[time-nuts] Time stamping with a PICPET

Tom Van Baak tvb at LeapSecond.com
Mon Oct 28 01:58:02 EDT 2013


> On most CPU architectures, the low level hardware has a register that counts on the CPU clock.

Merely counting the CPU clock is only half the requirement. Reading the clock precisely when an external event occurs is the other half.

In my mind, there are three levels of NTP precision:

1) The traditional scheme, in use for decades, where a PC uses interrupts (e.g., DCD) and OS s/w acts as a crude time interval counter. This is quite limiting, but Dave Mill's worked with what he had, and it's far better than nothing.

2) The external h/w capture/counter scheme, which is what any external time interval or time-stamping counter can provide. By using external h/w instead of internal s/w you get a precise, low-jitter time comparison at every pulse. The OP was talking about the picPET, a sub-microsecond $1 time-stamping counter. But you can use a $1000 HP sub-nanosecond time interval counter if you prefer.

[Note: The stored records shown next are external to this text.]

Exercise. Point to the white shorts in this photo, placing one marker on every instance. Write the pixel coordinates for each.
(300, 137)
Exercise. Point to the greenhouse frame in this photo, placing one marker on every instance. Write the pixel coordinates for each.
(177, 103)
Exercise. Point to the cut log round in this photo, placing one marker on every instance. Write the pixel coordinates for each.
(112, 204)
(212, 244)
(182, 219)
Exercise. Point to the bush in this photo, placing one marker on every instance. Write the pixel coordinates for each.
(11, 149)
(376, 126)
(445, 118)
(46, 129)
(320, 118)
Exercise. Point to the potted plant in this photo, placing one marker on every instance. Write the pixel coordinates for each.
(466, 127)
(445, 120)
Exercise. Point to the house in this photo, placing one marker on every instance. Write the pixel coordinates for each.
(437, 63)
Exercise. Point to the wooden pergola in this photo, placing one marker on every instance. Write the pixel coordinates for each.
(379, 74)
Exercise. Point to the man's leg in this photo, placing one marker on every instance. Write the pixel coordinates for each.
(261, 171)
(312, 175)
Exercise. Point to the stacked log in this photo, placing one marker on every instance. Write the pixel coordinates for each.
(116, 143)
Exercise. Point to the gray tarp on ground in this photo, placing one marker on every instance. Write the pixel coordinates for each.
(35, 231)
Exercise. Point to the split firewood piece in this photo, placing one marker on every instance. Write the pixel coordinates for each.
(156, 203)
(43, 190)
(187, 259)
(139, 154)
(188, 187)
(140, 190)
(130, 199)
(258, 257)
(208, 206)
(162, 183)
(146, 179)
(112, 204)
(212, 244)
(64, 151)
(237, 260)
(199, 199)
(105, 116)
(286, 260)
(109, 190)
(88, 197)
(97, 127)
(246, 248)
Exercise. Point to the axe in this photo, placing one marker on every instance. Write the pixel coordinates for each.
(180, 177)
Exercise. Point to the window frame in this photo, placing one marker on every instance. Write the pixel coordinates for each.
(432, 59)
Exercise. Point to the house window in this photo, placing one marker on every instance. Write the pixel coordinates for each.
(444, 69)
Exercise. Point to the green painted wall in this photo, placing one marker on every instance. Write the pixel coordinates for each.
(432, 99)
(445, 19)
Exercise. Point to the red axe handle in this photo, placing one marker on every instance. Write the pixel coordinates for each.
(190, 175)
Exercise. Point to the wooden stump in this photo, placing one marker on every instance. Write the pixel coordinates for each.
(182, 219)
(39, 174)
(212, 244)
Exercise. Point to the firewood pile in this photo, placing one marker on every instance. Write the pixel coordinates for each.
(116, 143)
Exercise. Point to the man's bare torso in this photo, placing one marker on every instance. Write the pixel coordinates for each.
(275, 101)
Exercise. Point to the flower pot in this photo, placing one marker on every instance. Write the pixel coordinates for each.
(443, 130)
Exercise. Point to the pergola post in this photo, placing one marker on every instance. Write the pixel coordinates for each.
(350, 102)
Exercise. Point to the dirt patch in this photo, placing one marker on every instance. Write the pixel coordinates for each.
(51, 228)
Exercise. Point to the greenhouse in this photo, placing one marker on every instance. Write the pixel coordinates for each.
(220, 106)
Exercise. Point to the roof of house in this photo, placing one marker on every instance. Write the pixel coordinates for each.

3) An internal h/w capture/counter scheme, which is what the latest crop of SBC offer. Here, not only is the counter tied to the CPU clock, but timestamping is pure h/w, so all problems with s/w and latency and jitter are removed from the equation. This is the ideal solution, not unlike how any GPSDO is designed.

In my mind, the modern SBC architectures with single CPU clock source (could be OCXO or atomic), and real GPIO pins (instead of serial or USB ports) and a native h/w capture/compare register should allow NTP to work at the 10 to 100 ns level. If any of you could verify this, it would be time-nut worthy.